DIEGO
— Liczę, że tym razem się nie pomylicie i przywieziecie dokładnie tyle towaru, ile zadeklarowaliście — powiedziałem chłodno, przeglądając papiery z ostatnich dostaw.
— Sergio nawalił, nie zauważył, że...
— Gówno mnie to obchodzi — przerwałem mu, uderzając o blat stołu. — Ma być dokładnie tyle, ile wskazałem, nie obchodzi mnie, co po drodze schrzanicie, bo waszą robotą jest dopilnowanie, by wszystko działało jak w zegarku i dotarło do mnie w nienaruszonym stanie.
Widziałem jak jego grdyka chodziła w dół i w górę, gdy co rusz połykał z przerażenia ślinę.
— Jasne, szefie.
— Następnym razem skup się bardziej, a teraz możesz odejść.
Ukłonił się i chwilę później już go nie było.
— Ściemnia — rzucił tylko Luciano, który przez cały ten czas przysłuchiwał się rozmowie.
— Myślisz, że nie wiem? — mruknąłem, pocierając zarost na policzku dłonią. — Już nie wiem, co mam z nimi zrobić.
— Kulka w głowę i po sprawie — odparł i podniósł się z kanapy. — Szczerze, nie sądziłem, że w Ameryce ludzie są tak niepoukładani.

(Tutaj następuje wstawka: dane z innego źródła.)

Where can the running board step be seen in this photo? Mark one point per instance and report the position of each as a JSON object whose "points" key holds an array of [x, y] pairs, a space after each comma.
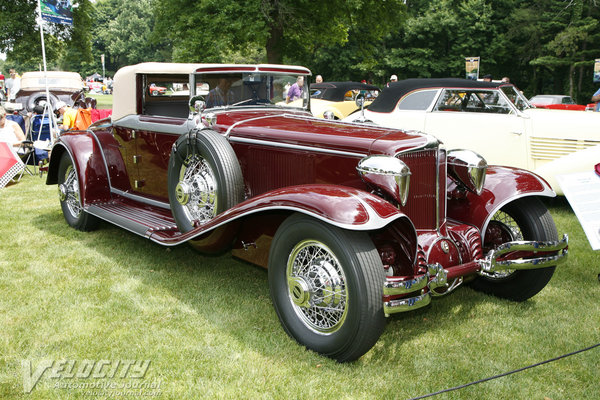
{"points": [[139, 219]]}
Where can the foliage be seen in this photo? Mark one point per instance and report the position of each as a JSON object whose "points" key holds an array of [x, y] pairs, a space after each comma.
{"points": [[208, 327], [286, 30], [123, 32], [544, 46], [20, 36]]}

— Muszę się wyluzować, nim wrócę do domu. Nie chcę, by Lavelle widziała mnie w takim stanie, a tym bardziej Hero, a nie chcę ich unikać. Nie po to ich do siebie ściągałem, by uciekać od nich we własnym domu.
Uśmiech rozjaśnił jego twarz, bo już od dawna nie pozwalałem mu na opuszczanie służby, a tym bardziej na niewinne posiadówki w klubie.
— Chodźmy, nim się rozmyślisz! — pośpieszył mnie, zacierając dłonie i pociągnął mnie w stronę drzwi.
Pojechaliśmy do pobliskiego klubu, który był obsługiwany przez naszych bliskich znajomych. Kolejka przed nim była naprawdę spora, zatem musieliśmy przejść na tyły budynku, by skorzystać z wejścia dla pracowników. Przeszliśmy wąskim korytarzem, aż do sali wypełnionej po brzegi ludźmi. Nie byłem typem imprezowicza, bywałem w takich miejscach wyłącznie po to, by skosztować bez wyrzutów sumienia nieco alkoholu, a ponieważ ostatnio miałem większy przywilej, co do jego spożywania, to w końcu zamierzałem z niego skorzystać.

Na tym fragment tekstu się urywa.